Hot, Cold, and Neutral Real Estate Markets
Far too few people who decide to sell or buy a home stop to take the temperature of the marketplace. They have no idea if the market is conducive to the goals at hand. That’s because most folks tend to think of their home as a place to live and not as an investment.
In reality, real estate is an investment. Like any investment, there are good times and bad times to sell. When it’s a bad time to sell, it’s usually a good time to buy. That’s why you’ll hear terms like “buyer’s market” or “seller’s market.” Another way to refer to these trends is known as taking the temperature of the market—a buyer’s market is “cold,” and a seller’s market is “hot.”
How to Compute Months of Inventory?
While it isn’t the only metric used to gauge whether it’s a seller’s market or a buyer’s market, one key term you’ll hear repeatedly is “months of inventory.” This refers to a hypothetical scenario in which no new homes become available for sale. If this happened, and buyers could only choose from the houses that are already on the market, “months of inventory” is how many months it would take to buy up every house on the market. Calculating this metric isn’t hard once you have the data:
Find the total number of active listings on the market last month.
Find the total number of sold or closed transactions for last month.
Divide the number of total listings by the number of total sales, which results in the number of months of inventory remaining.
Six months is regarded as neutral. Any more, and it’s a buyer’s market (more inventory means more options for buyers and less competition). Any less than six months, and it becomes a seller’s market. For example, let’s say there were 8,722 listings available last month. During that timeframe, 1,021 sales closed. That gives us roughly 8.5 months of inventory, making that marketplace a buyer’s market.
Buyer’s Real Estate Markets
When there are more homes available for sale than buyers to purchase them, those buyers are enjoying a cold market. Buyers have more homes to choose from, which increases the odds that a buyer will find their perfect home. When they find that perfect home, they’ll have less competition for it, which could help them avoid a bidding war.
In a cold real estate market, serious sellers are often willing to negotiate. This means you can probably buy a home for less than list price, and the seller might be willing to pay some or all of your closing costs. It’s an easier and more relaxed experience for buyers.

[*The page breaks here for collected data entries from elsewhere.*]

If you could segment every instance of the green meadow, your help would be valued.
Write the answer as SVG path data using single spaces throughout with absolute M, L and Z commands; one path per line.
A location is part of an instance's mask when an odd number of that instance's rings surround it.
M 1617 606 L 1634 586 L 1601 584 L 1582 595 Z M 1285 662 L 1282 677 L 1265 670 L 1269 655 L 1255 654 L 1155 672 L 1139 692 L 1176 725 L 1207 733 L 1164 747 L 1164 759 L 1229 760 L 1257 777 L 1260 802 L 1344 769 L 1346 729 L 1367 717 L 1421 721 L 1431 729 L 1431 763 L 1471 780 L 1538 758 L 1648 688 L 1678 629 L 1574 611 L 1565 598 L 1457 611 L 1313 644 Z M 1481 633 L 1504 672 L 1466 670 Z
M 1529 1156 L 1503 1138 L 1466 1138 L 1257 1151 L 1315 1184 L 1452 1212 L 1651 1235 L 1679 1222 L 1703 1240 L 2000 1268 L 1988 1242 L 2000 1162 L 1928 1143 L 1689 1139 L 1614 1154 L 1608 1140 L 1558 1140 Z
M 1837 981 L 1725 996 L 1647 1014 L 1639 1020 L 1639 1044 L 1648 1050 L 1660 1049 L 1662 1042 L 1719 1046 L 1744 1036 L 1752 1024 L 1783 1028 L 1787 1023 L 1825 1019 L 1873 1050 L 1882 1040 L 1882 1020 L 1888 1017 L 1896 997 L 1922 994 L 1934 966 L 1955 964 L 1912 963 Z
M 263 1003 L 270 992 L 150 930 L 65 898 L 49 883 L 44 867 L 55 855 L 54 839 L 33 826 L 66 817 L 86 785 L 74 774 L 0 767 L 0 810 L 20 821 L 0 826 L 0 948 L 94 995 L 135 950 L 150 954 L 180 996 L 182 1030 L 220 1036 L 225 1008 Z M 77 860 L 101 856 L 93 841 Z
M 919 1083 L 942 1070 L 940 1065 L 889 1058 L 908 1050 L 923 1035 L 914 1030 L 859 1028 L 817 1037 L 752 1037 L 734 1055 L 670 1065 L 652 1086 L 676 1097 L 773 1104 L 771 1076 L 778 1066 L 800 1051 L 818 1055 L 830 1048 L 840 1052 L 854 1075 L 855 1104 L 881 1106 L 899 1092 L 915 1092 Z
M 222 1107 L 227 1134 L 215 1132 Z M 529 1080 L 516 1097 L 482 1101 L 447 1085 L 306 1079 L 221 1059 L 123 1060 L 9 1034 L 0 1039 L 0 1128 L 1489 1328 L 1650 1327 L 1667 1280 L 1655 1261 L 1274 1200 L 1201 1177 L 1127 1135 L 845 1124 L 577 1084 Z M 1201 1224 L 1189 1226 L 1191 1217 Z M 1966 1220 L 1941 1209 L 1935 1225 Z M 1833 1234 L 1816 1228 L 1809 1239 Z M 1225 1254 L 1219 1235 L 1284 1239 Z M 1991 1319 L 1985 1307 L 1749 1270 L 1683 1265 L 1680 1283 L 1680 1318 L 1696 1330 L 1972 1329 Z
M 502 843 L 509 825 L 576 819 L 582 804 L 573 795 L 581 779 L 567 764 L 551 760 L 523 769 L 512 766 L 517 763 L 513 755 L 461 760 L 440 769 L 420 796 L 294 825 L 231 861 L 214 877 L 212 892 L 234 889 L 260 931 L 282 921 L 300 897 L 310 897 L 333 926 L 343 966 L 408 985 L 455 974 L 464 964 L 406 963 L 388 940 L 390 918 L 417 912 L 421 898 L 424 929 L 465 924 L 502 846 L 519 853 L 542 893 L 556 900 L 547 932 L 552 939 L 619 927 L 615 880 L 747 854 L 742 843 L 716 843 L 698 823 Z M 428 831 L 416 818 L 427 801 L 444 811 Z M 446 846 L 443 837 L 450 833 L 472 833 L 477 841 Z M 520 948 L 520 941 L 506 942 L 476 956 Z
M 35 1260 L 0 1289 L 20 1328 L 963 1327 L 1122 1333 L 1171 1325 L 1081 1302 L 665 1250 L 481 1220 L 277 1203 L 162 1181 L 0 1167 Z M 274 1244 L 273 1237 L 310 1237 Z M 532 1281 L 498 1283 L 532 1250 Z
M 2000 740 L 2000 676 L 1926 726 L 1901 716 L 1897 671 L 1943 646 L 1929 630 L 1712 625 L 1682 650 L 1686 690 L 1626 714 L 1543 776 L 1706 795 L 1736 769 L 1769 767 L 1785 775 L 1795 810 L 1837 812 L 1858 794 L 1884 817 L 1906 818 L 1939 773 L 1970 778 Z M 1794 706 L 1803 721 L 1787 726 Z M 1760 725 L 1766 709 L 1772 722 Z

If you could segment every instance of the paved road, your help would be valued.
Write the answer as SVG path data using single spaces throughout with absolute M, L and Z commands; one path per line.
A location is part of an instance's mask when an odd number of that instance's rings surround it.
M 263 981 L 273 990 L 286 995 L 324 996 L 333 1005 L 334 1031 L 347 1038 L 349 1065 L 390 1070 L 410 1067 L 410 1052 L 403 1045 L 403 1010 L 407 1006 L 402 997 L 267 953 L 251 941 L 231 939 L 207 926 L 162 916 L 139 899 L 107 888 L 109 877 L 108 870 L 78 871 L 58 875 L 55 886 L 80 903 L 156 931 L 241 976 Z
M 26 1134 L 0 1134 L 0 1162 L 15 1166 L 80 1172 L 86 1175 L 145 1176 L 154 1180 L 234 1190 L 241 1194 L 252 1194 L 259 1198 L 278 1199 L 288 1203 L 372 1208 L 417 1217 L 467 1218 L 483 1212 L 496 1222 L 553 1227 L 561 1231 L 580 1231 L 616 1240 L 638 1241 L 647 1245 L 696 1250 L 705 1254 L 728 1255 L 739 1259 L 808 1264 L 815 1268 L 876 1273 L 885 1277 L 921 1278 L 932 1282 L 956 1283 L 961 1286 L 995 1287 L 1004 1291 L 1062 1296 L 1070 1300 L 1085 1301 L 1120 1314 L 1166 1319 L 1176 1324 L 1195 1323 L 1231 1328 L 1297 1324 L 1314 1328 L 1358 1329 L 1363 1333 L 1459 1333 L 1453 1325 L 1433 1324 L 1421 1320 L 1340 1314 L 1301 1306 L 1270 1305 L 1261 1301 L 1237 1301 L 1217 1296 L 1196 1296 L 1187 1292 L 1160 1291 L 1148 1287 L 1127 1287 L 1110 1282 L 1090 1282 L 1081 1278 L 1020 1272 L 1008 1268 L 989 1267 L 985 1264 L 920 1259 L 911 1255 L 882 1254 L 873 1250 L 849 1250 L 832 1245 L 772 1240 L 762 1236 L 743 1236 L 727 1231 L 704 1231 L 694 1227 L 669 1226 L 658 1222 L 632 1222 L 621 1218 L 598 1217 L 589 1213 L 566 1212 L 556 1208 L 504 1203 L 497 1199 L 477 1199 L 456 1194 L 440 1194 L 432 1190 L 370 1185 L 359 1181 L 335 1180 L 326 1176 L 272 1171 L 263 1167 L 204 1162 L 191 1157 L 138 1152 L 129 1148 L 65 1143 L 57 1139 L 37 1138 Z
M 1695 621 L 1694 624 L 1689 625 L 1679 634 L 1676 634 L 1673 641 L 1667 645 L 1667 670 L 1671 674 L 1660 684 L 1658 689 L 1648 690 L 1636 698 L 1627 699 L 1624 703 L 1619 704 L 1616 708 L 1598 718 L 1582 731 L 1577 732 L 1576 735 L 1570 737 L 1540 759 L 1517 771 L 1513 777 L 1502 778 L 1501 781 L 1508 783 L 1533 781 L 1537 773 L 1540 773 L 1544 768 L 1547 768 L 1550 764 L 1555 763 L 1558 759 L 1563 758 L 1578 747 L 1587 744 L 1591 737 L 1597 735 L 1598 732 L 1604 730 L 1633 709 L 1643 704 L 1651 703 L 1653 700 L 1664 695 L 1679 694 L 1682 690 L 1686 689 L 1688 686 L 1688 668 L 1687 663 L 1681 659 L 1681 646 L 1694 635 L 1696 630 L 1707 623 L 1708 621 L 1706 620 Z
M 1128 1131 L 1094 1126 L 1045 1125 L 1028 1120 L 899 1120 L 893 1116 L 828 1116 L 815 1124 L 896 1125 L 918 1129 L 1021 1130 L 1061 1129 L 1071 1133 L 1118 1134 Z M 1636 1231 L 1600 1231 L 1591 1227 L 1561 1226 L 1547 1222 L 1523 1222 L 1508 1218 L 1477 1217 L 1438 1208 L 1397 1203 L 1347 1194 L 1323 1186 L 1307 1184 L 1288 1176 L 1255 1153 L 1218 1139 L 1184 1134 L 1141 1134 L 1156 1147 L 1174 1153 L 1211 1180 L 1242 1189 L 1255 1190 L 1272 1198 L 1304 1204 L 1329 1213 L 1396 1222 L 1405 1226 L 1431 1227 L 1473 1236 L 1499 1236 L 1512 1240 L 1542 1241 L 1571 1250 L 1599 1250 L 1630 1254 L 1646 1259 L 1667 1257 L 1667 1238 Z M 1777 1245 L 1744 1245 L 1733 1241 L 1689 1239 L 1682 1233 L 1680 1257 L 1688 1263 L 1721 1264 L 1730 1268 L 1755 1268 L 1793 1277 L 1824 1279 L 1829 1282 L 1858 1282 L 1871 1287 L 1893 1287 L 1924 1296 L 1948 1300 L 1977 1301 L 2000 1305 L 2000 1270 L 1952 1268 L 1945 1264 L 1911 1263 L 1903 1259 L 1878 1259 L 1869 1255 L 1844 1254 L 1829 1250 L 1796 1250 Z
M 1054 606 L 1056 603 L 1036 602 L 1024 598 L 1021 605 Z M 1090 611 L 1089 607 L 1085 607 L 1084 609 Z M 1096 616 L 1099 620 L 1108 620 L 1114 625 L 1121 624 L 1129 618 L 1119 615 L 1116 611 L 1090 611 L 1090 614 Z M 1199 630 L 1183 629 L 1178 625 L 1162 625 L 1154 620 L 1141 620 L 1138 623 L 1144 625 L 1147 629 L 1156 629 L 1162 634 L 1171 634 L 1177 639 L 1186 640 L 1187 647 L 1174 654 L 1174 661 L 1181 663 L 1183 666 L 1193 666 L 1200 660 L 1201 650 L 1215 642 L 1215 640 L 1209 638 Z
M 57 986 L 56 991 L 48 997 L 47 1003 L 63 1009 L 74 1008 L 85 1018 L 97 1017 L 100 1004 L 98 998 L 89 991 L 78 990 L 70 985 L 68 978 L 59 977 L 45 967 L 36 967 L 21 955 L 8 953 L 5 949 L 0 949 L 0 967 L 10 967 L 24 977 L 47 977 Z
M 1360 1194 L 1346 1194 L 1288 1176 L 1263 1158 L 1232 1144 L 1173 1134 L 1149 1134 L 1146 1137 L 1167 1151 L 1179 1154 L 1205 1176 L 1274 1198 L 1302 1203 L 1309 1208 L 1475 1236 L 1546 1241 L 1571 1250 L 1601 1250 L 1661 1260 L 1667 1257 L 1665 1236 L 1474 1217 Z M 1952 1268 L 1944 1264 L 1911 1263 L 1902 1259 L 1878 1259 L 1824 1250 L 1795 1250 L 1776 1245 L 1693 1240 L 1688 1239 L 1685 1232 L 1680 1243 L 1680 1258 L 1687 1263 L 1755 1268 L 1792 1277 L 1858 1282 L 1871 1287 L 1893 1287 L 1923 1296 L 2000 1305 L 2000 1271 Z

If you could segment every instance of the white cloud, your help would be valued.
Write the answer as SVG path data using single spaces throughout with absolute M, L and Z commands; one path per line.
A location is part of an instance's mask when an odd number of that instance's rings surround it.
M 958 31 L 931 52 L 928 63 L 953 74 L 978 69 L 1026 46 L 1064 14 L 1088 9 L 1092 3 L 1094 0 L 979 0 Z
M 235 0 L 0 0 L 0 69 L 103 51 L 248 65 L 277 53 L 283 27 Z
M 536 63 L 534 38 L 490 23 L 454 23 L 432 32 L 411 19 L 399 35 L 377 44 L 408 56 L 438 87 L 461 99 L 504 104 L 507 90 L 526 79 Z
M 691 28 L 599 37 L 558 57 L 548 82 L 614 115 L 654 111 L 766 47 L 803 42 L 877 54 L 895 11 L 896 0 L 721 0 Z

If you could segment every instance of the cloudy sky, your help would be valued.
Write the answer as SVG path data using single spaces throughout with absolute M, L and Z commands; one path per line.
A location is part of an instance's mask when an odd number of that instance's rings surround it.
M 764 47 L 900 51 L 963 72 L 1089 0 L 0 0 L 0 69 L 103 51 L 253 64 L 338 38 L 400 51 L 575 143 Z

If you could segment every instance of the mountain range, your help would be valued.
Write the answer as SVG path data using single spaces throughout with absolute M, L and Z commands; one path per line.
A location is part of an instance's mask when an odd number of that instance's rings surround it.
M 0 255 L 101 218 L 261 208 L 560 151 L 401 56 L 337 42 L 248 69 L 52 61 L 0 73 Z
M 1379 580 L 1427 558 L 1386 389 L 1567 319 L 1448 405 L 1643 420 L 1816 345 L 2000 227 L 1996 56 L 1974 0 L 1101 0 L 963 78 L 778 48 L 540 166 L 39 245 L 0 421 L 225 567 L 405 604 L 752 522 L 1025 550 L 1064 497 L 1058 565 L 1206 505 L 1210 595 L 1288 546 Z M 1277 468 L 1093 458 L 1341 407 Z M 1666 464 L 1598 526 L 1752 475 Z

Signs of a buyer’s market include:
- High inventory compared to previous months/years.
- Comparable sale prices are higher than active listing prices.
- Fewer buyers are purchasing, resulting in lower closed sale numbers.
- Median sale prices are declining.
- Real estate ads are getting more ubiquitous.
- “For sale” signs are staying up longer, resulting in more “days on the market” or DOM.
- Seller’s Real Estate Markets
A hot real estate market is the best financial market in which to sell. Why? Because there are more buyers than houses available to buy.
In a seller’s real estate market, serious buyers are often willing to pay more than list price. This means you can probably sell your home quickly, and quite possibly for more than you ask for it. If your market is sizzling hot, you might be able to demand that buyers waive appraisals and inspections, although it’s always a good idea to let a buyer have a home inspection. Moreover, without waiving the right in writing, federal law says you must give a buyer 10 days to inspect for lead paint.
Signs of a seller’s market include:
- Inventory is very low as compared to previous months/years.
- Comparable sale prices are lower than active listing prices.
- More buyers are purchasing, resulting in higher closed sale numbers.
- Median sale prices are increasing.
- Real estate ads are vanishing.
- “For sale” signs are up for a few days before a “sale pending” or “sold” sign is attached.
Neutral Real Estate Markets
These markets are balanced. Typically, interest rates are affordable and the number of buyers and sellers in the marketplace are equalized. The scales don’t tip in either direction, meaning the market is normal without experiencing volatile swings. For some reason, we have not experienced neutral markets in most metropolitan areas for several decades. However, in the mid-20th century, neutral markets were more common.
Signs of a neutral market include:
- Inventory is normal as compared to previous normal months/years.
- Comparable sale prices are close to active listing prices.
- Sales numbers have stabilized.
- Median sales prices are flattened.
- Real estate advertising remains uniform.
- “For sale” signs are replaced with “sale pending” or “sold” signs within 30 to 45 days.